Former Alaska governor Sarah Palin told The Washington Post in an interview Friday that she is “seriously interested” in running for the White House in 2016.
“You can absolutely say that I am seriously interested,” Palin said, when asked to clarify her thinking about a possible presidential bid…
“I am. As I said yesterday, I’m really interested in the opportunity to serve at some point,” Palin said Friday, as former Pennsylvania senator Rick Santorum, a potential 2016 rival, looked on…
Palin said, “It is a significant step, of course, for anyone to publicly announce that they’re interested. Who wouldn’t be interested? Who wouldn’t be interested when they have been blessed with opportunities to speak about what is important to this country and for this country?”

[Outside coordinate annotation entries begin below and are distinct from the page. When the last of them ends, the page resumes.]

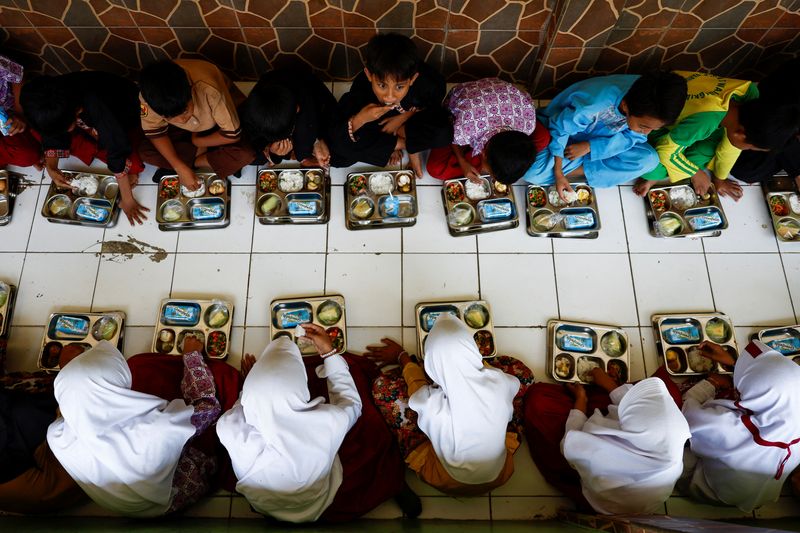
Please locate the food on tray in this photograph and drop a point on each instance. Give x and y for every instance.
(682, 197)
(357, 184)
(314, 180)
(478, 191)
(778, 205)
(290, 180)
(70, 327)
(617, 371)
(169, 188)
(658, 199)
(485, 342)
(217, 343)
(537, 197)
(329, 313)
(669, 225)
(218, 315)
(794, 203)
(454, 192)
(217, 187)
(59, 205)
(461, 215)
(697, 362)
(404, 182)
(198, 192)
(381, 183)
(564, 366)
(476, 316)
(267, 181)
(613, 344)
(575, 342)
(718, 330)
(270, 204)
(585, 367)
(85, 185)
(363, 208)
(172, 210)
(673, 358)
(337, 338)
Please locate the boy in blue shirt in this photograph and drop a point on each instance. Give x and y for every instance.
(599, 129)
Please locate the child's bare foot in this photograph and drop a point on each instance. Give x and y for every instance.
(415, 162)
(396, 158)
(642, 186)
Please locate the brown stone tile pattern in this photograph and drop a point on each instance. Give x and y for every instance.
(544, 43)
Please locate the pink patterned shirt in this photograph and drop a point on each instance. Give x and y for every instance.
(486, 107)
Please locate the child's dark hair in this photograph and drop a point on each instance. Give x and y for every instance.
(391, 55)
(268, 114)
(510, 154)
(165, 87)
(50, 107)
(766, 125)
(658, 94)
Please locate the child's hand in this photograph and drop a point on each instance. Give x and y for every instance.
(701, 182)
(576, 150)
(728, 188)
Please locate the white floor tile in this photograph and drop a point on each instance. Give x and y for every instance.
(639, 238)
(54, 282)
(14, 235)
(341, 239)
(521, 289)
(370, 284)
(282, 276)
(670, 283)
(125, 284)
(749, 225)
(11, 267)
(596, 288)
(24, 343)
(526, 508)
(51, 237)
(791, 265)
(208, 276)
(612, 237)
(529, 345)
(740, 281)
(237, 237)
(434, 277)
(430, 234)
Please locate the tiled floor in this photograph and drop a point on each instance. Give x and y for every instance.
(621, 278)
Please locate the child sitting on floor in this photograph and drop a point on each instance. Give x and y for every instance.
(286, 116)
(89, 114)
(394, 105)
(599, 129)
(494, 132)
(721, 117)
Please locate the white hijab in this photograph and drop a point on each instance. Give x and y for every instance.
(466, 411)
(748, 448)
(284, 445)
(630, 460)
(120, 446)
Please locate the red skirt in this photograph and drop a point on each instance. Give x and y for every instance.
(374, 470)
(160, 375)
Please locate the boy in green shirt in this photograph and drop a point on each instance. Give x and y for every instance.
(721, 117)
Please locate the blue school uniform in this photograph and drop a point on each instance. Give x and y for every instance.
(589, 111)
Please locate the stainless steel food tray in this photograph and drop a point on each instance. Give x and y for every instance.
(427, 312)
(596, 350)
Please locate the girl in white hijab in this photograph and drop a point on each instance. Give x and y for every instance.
(283, 444)
(464, 412)
(124, 448)
(629, 460)
(742, 451)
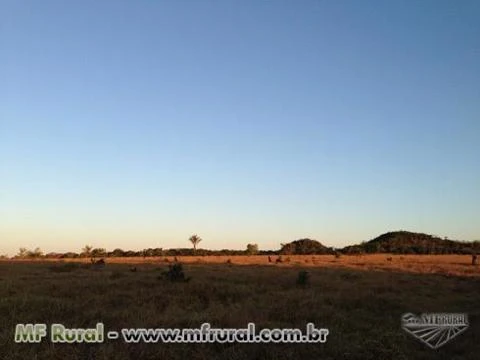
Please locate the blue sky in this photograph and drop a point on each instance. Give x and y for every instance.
(134, 124)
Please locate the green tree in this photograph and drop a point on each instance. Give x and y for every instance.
(86, 251)
(195, 240)
(252, 249)
(22, 253)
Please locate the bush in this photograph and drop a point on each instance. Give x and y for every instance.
(175, 273)
(303, 278)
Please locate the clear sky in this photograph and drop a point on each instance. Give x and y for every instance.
(134, 124)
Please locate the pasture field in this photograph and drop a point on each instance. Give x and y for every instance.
(360, 299)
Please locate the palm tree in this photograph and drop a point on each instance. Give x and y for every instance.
(195, 239)
(87, 250)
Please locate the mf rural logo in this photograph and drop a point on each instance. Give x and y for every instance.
(435, 330)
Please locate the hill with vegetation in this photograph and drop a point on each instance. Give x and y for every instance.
(305, 247)
(405, 242)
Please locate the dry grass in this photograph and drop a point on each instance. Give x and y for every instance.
(362, 309)
(454, 265)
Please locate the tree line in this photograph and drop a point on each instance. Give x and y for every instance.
(399, 242)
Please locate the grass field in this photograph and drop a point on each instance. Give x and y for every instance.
(360, 299)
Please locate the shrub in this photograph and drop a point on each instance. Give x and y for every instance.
(175, 273)
(303, 278)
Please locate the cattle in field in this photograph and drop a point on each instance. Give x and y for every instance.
(97, 264)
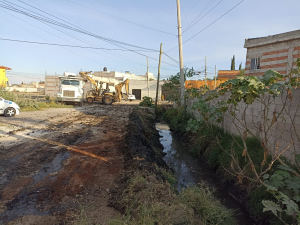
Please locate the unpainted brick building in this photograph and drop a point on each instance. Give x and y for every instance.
(275, 52)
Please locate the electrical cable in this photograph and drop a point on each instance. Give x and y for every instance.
(209, 24)
(192, 9)
(121, 19)
(57, 23)
(72, 46)
(193, 24)
(49, 20)
(138, 14)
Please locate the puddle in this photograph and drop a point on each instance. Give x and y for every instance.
(52, 167)
(190, 171)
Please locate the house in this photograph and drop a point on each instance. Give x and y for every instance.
(3, 78)
(201, 83)
(275, 52)
(225, 75)
(138, 84)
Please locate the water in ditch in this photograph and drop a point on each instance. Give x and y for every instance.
(190, 171)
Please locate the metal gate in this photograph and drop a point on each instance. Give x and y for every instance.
(137, 93)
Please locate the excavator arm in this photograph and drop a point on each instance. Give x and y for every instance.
(85, 75)
(119, 87)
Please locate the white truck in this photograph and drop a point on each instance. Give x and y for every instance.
(9, 108)
(70, 89)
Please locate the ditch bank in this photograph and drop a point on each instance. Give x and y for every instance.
(207, 149)
(145, 192)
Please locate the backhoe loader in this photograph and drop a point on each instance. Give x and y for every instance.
(105, 97)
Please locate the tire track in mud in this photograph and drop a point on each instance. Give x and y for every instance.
(40, 180)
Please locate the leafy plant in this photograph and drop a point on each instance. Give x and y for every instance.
(147, 102)
(211, 108)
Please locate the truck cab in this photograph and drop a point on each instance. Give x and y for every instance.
(70, 89)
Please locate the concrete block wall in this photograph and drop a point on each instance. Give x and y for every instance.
(284, 134)
(277, 52)
(140, 84)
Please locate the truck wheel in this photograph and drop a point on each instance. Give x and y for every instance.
(9, 112)
(90, 100)
(107, 100)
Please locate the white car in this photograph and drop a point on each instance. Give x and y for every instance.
(8, 108)
(131, 97)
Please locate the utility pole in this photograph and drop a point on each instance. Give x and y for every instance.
(215, 76)
(157, 88)
(182, 81)
(205, 71)
(148, 78)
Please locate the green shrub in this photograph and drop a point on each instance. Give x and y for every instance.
(177, 119)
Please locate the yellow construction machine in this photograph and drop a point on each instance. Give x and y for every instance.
(105, 97)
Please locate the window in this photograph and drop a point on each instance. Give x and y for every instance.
(71, 82)
(255, 64)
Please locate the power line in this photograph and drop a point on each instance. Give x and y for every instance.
(57, 23)
(121, 19)
(84, 42)
(208, 25)
(194, 23)
(72, 46)
(51, 21)
(203, 10)
(138, 14)
(192, 9)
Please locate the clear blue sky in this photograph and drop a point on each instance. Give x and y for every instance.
(123, 21)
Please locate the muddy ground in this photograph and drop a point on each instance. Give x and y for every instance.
(58, 166)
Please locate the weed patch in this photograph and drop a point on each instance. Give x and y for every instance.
(145, 192)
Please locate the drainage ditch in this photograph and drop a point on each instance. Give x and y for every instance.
(190, 171)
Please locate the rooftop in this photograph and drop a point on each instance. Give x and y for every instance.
(228, 73)
(271, 39)
(6, 68)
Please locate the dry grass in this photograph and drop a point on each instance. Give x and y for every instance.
(151, 201)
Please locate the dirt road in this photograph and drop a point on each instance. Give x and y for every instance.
(57, 166)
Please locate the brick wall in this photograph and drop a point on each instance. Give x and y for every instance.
(279, 56)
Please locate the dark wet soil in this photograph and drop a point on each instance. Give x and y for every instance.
(67, 172)
(190, 171)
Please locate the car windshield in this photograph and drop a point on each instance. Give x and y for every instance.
(71, 82)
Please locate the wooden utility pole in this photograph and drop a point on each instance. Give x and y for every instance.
(157, 88)
(182, 81)
(148, 78)
(215, 76)
(205, 71)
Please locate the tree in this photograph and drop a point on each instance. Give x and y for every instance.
(173, 84)
(233, 63)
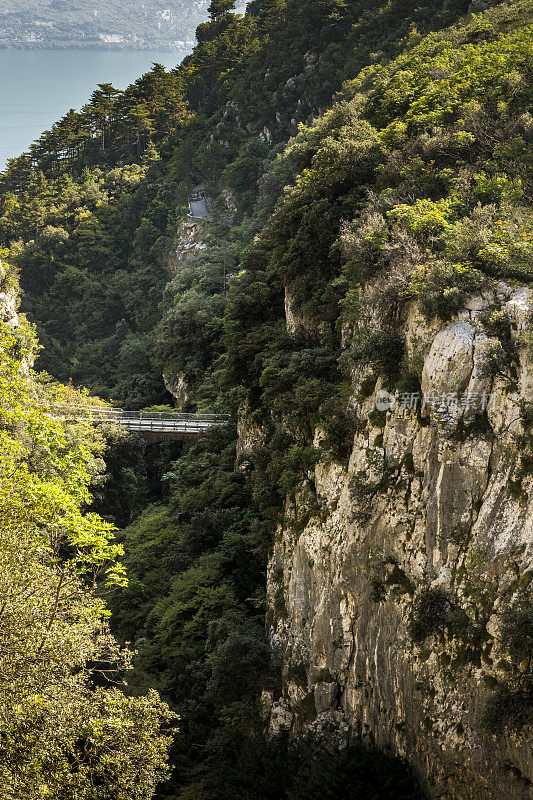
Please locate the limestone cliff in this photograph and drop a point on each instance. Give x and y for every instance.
(429, 524)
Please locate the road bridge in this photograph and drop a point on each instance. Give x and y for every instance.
(149, 424)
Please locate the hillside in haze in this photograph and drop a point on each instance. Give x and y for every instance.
(333, 590)
(97, 24)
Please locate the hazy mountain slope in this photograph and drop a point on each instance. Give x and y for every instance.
(95, 23)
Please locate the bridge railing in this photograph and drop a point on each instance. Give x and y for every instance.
(155, 420)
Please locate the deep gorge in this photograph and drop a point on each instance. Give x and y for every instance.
(333, 590)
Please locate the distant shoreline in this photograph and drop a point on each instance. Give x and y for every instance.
(163, 48)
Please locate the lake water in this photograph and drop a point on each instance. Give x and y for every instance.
(37, 87)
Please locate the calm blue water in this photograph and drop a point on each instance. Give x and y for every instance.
(38, 86)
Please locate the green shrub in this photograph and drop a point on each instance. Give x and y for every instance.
(442, 288)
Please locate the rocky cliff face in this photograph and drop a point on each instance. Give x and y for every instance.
(385, 608)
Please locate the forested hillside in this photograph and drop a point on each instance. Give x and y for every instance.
(97, 24)
(359, 156)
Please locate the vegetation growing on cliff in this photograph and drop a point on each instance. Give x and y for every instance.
(417, 183)
(66, 727)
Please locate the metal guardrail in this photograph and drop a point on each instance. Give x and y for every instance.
(142, 421)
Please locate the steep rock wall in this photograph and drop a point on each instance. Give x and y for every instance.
(433, 499)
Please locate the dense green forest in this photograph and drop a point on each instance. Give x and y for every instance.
(347, 143)
(115, 23)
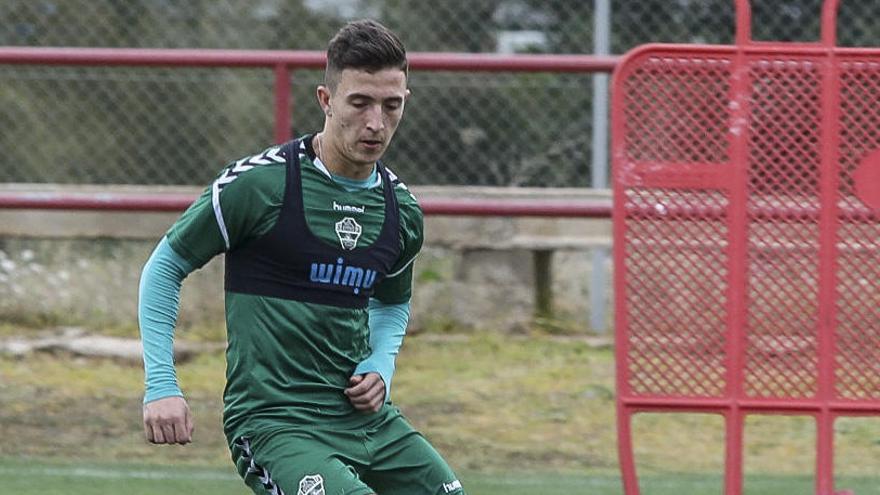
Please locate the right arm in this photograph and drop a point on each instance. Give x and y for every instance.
(239, 205)
(167, 418)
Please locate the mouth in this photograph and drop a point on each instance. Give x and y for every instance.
(372, 143)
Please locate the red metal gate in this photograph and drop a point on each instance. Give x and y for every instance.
(747, 235)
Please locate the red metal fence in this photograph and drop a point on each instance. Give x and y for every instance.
(747, 236)
(283, 63)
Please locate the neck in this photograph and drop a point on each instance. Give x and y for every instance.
(336, 163)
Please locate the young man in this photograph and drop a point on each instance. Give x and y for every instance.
(319, 240)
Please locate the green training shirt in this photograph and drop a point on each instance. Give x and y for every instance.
(288, 362)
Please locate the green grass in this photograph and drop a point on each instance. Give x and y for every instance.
(513, 414)
(33, 477)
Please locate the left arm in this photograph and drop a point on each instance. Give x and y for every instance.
(389, 311)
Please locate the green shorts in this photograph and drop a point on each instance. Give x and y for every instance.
(388, 457)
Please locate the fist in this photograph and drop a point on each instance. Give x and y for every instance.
(168, 421)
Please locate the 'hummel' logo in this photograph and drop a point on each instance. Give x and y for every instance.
(348, 208)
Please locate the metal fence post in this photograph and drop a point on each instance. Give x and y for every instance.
(599, 175)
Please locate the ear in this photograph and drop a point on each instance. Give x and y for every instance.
(323, 95)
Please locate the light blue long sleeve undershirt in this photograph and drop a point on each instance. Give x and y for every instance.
(159, 302)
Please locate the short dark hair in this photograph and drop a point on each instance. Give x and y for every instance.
(363, 45)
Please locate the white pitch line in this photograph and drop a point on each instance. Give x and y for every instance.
(85, 472)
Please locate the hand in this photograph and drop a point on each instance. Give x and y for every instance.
(367, 392)
(168, 421)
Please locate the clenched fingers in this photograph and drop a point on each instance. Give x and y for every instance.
(168, 421)
(367, 392)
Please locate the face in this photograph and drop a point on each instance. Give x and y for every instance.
(362, 114)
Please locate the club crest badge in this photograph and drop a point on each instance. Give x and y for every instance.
(312, 484)
(348, 232)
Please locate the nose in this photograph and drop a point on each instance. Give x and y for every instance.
(375, 119)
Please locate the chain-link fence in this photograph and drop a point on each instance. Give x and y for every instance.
(179, 126)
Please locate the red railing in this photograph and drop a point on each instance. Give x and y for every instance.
(283, 64)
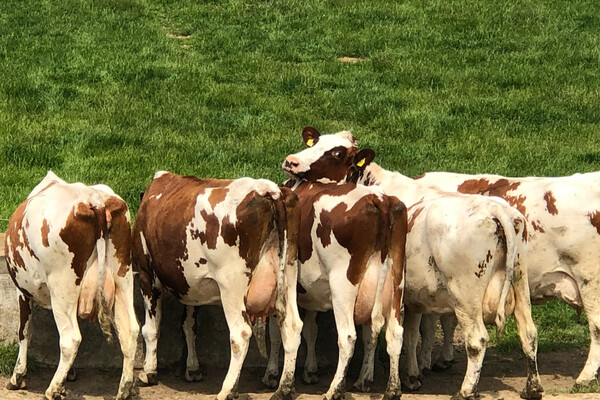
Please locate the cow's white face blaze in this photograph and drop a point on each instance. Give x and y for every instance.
(327, 157)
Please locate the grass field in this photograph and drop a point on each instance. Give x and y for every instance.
(113, 90)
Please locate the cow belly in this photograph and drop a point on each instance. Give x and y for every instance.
(260, 298)
(555, 285)
(491, 298)
(365, 299)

“You’ve got to take her seriously because she can raise a lot of money, she has a big following and she has been through a national campaign, which is important to be competitive in a presidential primary,” Republican strategist Chris Brown told the Herald. “I think she really changes the field and she has the potential to hurt a lot of candidates — especially Tea Party conservatives.”…
Former Alabama GOP Chairman Marty Connors said Palin “has built a career around being underestimated.”
“I would immediately put her in as a top- or mid-tier candidate if she decides to run,” Connors said. “Much like Rand Paul, she has a built-in constituency and so she wouldn’t have to raise the money that some of the other candidates would and I think she’d be an exciting candidate that a lot of people would rally around.”
Republican firebrand Sarah Palin is rarely at a loss for words but became unmoored on Saturday in Iowa after her teleprompter froze and left her without portions of her prepared speech.
The 2008 Republican vice presidential nominee flipped through a binder of notes and strung together a series of one-liners – and some of them made little sense.
‘The man can only ride you when your back is bent,’ she said, as audience members looked at each other quizzically.
‘So strengthen it! Then the man can’t ride you, America won’t get taken for a ride, because so much is at stake.’
The former 2008 vice-presidential nominee told reporters last week that she was “seriously” considering running in 2016. But her meandering and often bizarre 33-minute speech in Des Moines proved she wasn’t. Sample line: “The man can only ride you when your back is bent, so strengthen it so America won’t get taken for a ride.” She will always be an entertaining speaker at conservative events, but she clearly lacks the discipline for a full-fledged campaign.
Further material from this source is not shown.